# Broadband with no fup and atleast 1-2 mbps in uttamnagar delhi



## thekillinggunner (Jul 22, 2015)

I want a unlimited broadband connection at least with the speed of 1-2 mbps under 1k. Currently I'm using MTNL 512kbps unlimited (prepaid) plan. Any "cable wala" connection can be considered. I have researched these ISP's:
1.Reliance
2.Exciel
3.pacenet
4.Nextra
5.Spectranet 
Any one knows any more please tell me.


----------



## nikhilsharma007nikx (Jul 22, 2015)

Spectranet is not not full UL in Uttam Nagar. Nextra is just FUP! Reliance has bad reviews. So IMO look for ads in newspapers for local net wala or call up hathway, they can provide net along with thier set top box. I myself was using 1mbps Ul for 1k and I live in near Mahavir Enclave and I know a net guy who provided me, but now i shifted to MTNL TriB Ul 999 combo. It has much better ping and speeds at same price. But now, im having some problems. Ill elaborate if you need me to.


----------



## thekillinggunner (Jul 22, 2015)

What kind of problems. BTW I'm using MTNL for 3-4 years and  I dintfaced any problem like downtime or lesser speed or fluctuationof speed but I did get a problem is that during rain dal get unstable but you fix that on your own. Actually I have to leave MTNL for two main reasons:
1. Speed is only 512kbps 
2. I have a prepaid conection and they don't have any prepaid plan for speed higher than 512
That's why I have to change ISP. And btw I live near mahavir enclave in bindapur DDA flats


----------



## nikhilsharma007nikx (Jul 22, 2015)

Pm me your address.

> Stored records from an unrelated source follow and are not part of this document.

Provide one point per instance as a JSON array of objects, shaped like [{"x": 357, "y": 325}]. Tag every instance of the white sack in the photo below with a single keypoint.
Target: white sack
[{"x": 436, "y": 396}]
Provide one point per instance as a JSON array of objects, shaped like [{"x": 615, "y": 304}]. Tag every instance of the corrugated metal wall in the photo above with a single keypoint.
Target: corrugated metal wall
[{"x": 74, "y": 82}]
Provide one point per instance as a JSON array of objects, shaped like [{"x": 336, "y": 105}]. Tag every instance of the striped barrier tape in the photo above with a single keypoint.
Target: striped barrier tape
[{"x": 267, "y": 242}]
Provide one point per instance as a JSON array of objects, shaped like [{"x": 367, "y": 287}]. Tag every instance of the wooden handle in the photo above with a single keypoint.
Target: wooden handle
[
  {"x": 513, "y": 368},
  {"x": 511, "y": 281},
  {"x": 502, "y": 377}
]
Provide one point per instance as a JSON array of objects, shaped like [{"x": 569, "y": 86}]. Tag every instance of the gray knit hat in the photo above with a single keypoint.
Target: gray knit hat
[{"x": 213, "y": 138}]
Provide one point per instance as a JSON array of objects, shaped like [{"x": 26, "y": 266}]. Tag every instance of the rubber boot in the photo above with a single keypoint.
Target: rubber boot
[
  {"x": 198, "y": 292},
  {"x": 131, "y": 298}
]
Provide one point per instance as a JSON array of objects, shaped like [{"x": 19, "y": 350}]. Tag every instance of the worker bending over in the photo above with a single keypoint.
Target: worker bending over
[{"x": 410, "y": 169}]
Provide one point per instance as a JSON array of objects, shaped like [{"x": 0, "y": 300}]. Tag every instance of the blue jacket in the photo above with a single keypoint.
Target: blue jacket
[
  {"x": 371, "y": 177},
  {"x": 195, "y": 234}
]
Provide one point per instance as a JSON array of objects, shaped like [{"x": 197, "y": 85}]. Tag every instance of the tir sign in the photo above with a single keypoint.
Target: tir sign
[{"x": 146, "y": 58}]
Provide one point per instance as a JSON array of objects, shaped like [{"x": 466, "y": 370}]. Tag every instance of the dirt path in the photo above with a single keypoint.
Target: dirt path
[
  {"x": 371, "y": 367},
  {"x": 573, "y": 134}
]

Actually, I think the line broke from my side, the line my is gonna come soon. But change the mtnl plan to the one I have. Its great. Better than the older one. The older guy was millinium computers in shani  bazar chowk . try them. But changing the plan is better.


----------



## thekillinggunner (Jul 22, 2015)

And one more thing I also seen a ISP named Excitel. excitel they have great plans in 1k .


----------



## N@m@n (Jul 23, 2015)

Omgod


----------